Сигнал дан, ворота подняты, мы выливаемся наружу. Вокруг пестрят каталонские цвета: наш отряд — почти сплошь каталонцы, тулузцев меньше трети. Аймерик скрипит зубами — так громко, что я даже через шлем его слышу, тем более что Аймерик совсем рядом. Я считаю, что скрипеть зубами, особенно во сне — скверная привычка, но все забываю ему об этом сказать, забыл и этим утром. Он, как всегда перед боем, протягивает правую руку, ту, что с мечом, и плашмя легонько бьет меня по щиту. Это прощание, наш ритуал. Встретимся, когда все кончится. Моего коня зовут Ромеро. Он испанский конь. Мне выдал его городской муниципалитет Авиньона. С Ромеро у нас прекрасные отношения, его прежний хозяин был добрый рыцарь и здорово научил его слушаться — не только поводьев или движений ног, но и голоса, и едва ли не самой мысли. Ромеро хороший боец — он не упускает случая убить бегущего навстречу, но всегда переступает через лежачего. Мы несемся. Мы бьем кого-то, вставшего на пути — мой конь поворачивается так, чтобы мне легче было бить — и несемся дальше. Я вижу какое-то мгновение красный рваный нарамник Аймерика, скакавшего рядом со мной — потом Аймерик пропадает, я вижу только «кат» — да мне и нет нужды его видеть, конь знает направление, а пока мое дело — рубить, если что-то встанет на пути. Сержант. Еще сержант. Я не знаю, убиты ли они — один падает, другой просто исчезает из поля зрения, может быть, упал и откатился. Хрипят чьи-то рога, сигнал не наш. Это франки зовут Монфора. Надо торопиться.

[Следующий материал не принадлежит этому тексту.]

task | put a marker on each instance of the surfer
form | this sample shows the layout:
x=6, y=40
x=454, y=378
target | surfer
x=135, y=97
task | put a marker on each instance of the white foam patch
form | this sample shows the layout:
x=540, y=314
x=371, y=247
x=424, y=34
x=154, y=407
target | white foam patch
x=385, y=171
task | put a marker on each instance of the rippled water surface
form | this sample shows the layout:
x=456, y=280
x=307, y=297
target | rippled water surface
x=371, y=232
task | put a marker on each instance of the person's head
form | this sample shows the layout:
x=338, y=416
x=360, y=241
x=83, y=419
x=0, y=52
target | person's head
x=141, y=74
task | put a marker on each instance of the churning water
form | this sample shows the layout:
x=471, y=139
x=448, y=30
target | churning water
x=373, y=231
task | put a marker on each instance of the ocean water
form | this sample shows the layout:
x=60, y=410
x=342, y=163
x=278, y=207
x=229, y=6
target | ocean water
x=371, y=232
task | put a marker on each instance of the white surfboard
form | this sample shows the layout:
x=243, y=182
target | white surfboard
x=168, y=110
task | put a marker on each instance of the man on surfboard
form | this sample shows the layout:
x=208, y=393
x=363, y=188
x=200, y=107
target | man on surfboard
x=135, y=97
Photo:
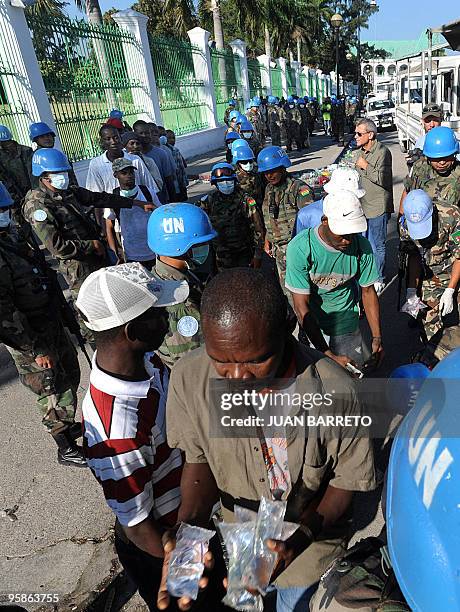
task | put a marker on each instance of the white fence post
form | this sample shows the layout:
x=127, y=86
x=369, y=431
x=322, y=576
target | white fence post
x=139, y=64
x=24, y=88
x=238, y=47
x=297, y=67
x=264, y=60
x=282, y=64
x=203, y=71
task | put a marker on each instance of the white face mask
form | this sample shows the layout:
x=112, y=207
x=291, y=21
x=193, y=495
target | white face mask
x=129, y=193
x=226, y=187
x=60, y=181
x=5, y=218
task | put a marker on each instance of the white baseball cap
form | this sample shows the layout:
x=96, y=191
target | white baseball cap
x=113, y=296
x=345, y=178
x=344, y=213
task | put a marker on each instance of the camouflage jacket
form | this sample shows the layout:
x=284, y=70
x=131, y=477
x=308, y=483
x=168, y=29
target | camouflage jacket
x=441, y=189
x=67, y=229
x=280, y=207
x=184, y=332
x=16, y=171
x=253, y=183
x=26, y=306
x=442, y=248
x=237, y=222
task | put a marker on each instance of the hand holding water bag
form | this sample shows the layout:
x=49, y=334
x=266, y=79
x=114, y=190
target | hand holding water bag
x=186, y=564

Наши арбалетчики стреляют — я знаю это по привычному звуку, жужжанию смертельных мух, которое разом нарастает где-то позади. Я вместе с другими пролетаю палатки, в прорезь шлема видно мало, надо будет другой шлем после этого раза ничего не видать черт побери я же еще в прошлый раз хотел…
Пролетаю палатку, рука сама поднимается, чтобы снести ей опоры (и потом проехать конем, впрочем, проедут другие, те, кто за мной), успеваю различить крест — тут живут священники, или того хуже, это часовня, нет, дальше, нет. Я знаю, что на самом деле только въехал в Монфоров лагерь — еще даже не все наши за воротами, они еще выезжают — а тяжелые удары — это Айма. Айма и другие с ней, это камни от ворот Монгальярд и Монтолье. И еще от Тур де Маскарон, если они долетят сюда, конечно, если долетят. Господи, помилуй нас, грешных. Бить. Бить.
Не знаю, сколько это длилось — как всегда, я терял чувство времени, зато по окончании рубки время наваливалось на меня безумной тяжестью. Огонь впереди, огонь и дым, и клочья пепла совсем неподалеку сказали моему помраченному боем разуму, что «кат» уже горит, но где же сигнал, надо отступать!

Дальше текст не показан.